Цель развития заключается в том, чтобы шаг за шагом упразднить вторичные влечения, а с ними и моральное принуждение, полностью заменив и те, и другие сексуально-экономическим саморегулированием. Моралисты или больные люди могли бы легко истолковать формулировку о вторичных влечениях в соответствии со своими целями и намерениями. Тем не менее, несомненно, удастся достичь такой ясности относительно различия между естественным и вторичным влечением, чтобы больше нельзя было протащить в общественную жизнь через заднюю дверь позицию сверхчеловека-моралиста, свойственную патриархату.
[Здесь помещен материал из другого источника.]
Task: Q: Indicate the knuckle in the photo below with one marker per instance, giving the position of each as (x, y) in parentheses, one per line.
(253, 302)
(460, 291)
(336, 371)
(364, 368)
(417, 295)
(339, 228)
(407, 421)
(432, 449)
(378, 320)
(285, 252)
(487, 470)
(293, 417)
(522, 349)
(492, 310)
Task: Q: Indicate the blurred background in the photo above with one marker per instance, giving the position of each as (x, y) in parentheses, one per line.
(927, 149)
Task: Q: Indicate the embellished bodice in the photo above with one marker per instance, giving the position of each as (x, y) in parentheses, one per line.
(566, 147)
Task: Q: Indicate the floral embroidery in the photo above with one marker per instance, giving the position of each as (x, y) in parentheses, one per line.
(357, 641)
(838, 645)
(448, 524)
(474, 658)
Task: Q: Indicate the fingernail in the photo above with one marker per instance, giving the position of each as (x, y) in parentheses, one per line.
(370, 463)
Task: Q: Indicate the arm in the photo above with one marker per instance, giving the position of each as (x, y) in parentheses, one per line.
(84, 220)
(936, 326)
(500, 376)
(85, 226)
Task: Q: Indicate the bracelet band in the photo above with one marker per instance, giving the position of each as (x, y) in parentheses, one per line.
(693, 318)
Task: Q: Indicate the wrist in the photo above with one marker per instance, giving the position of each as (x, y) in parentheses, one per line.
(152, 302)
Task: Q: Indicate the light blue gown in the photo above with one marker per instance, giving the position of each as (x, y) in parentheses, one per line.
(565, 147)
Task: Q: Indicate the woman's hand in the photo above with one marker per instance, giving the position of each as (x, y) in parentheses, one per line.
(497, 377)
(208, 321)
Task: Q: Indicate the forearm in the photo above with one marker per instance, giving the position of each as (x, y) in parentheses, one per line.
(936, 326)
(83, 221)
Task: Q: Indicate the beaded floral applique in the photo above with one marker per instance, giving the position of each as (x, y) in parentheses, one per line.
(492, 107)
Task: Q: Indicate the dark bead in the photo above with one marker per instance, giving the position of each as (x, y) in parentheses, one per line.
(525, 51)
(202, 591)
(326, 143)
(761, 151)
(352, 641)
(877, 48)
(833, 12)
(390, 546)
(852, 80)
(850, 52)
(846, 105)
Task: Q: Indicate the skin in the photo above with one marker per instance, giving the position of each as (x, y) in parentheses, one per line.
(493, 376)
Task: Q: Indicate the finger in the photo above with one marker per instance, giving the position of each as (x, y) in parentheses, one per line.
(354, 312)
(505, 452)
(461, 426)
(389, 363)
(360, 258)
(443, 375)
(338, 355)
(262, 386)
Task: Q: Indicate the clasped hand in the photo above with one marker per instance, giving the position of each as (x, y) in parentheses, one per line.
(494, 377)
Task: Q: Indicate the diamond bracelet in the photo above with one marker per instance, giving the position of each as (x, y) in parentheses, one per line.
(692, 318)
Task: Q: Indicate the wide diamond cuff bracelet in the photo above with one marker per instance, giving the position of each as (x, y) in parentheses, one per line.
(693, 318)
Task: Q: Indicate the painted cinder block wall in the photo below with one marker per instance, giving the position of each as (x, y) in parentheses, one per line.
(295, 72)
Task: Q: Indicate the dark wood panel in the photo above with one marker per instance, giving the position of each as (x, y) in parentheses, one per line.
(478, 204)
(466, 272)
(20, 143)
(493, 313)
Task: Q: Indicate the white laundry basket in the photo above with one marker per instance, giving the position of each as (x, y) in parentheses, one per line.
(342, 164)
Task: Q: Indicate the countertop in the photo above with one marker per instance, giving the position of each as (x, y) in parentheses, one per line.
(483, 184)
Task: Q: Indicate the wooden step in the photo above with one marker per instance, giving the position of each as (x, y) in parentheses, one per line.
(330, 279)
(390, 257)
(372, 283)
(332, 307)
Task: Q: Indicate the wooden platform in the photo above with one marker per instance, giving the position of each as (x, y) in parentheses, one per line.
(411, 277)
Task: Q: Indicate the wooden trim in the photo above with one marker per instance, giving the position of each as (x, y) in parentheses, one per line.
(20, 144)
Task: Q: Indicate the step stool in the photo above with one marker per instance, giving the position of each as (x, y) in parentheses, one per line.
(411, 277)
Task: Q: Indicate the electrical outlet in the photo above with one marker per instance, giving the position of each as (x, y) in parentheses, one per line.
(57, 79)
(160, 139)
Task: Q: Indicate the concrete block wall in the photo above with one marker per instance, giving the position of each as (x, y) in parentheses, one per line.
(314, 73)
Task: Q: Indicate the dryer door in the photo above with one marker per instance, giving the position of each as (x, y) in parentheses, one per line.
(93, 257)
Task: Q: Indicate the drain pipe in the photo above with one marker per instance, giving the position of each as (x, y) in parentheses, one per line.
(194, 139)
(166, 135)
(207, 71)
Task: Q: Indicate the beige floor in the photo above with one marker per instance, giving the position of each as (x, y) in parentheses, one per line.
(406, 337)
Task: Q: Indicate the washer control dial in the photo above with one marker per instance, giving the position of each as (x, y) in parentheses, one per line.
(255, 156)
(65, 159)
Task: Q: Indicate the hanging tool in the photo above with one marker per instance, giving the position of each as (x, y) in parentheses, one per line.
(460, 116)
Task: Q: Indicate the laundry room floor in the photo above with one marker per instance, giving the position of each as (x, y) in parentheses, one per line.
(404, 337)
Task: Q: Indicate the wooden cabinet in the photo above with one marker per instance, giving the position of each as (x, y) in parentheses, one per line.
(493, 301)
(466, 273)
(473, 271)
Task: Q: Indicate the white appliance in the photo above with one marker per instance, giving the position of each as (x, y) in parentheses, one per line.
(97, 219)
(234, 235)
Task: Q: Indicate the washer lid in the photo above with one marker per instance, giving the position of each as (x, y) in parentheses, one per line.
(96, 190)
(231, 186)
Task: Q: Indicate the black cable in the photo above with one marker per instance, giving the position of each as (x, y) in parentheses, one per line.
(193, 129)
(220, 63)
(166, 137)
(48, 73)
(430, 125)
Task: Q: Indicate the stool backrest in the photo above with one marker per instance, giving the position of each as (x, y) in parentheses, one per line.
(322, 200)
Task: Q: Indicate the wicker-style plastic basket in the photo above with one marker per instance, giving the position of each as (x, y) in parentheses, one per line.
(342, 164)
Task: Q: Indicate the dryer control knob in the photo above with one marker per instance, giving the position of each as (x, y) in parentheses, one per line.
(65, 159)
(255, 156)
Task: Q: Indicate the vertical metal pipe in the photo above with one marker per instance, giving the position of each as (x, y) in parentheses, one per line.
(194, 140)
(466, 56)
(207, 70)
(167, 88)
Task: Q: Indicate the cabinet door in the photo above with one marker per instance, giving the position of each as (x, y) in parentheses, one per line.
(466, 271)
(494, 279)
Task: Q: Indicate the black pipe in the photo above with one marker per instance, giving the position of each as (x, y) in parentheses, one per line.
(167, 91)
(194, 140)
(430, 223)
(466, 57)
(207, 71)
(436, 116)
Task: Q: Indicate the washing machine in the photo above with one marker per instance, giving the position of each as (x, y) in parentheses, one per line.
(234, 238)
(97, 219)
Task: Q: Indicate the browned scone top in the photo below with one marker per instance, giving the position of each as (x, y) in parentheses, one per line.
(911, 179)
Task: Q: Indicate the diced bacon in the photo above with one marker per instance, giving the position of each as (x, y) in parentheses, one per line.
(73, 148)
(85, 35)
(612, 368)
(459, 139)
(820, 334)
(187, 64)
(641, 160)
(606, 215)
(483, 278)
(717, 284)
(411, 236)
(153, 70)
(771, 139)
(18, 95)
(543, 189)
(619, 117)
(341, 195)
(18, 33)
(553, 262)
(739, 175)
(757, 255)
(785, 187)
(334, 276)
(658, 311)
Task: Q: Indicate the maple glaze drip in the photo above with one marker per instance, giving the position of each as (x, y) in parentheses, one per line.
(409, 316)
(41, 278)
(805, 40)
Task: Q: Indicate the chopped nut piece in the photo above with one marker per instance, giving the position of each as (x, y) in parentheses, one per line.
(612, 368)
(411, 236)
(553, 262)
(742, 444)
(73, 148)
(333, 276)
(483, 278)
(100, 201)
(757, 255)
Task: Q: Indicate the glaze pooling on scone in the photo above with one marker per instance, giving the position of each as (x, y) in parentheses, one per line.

Правда, наличие строгих моральных норм всегда свидетельствовало о неудовлетворенности биологических, в особенности сексуальных потребностей людей. Всякое моральное регулирование само по себе неизбежно отвергает сексуальность, отвергает потребность. Каждая мораль отрицает жизнь, а у социальной революции нет, конечно же, более важной задачи, чем сделать наконец возможной жизнь человеческих существ, а также осуществить и удовлетворить их желания.
Следовательно, сексуальная экономика стремится к "моральному поведению" так же, как это делает моральное регулирование. Она хочет, однако, по-другому обосновать смысл этого понятия, да и понимает под моралью нечто совершенно иное — не противоречие природе, а полную гармонию природы и цивилизации. Сексуальная экономика борется против регулирования, основанного на принудительной морали, а не против морали, говорящей жизни "да".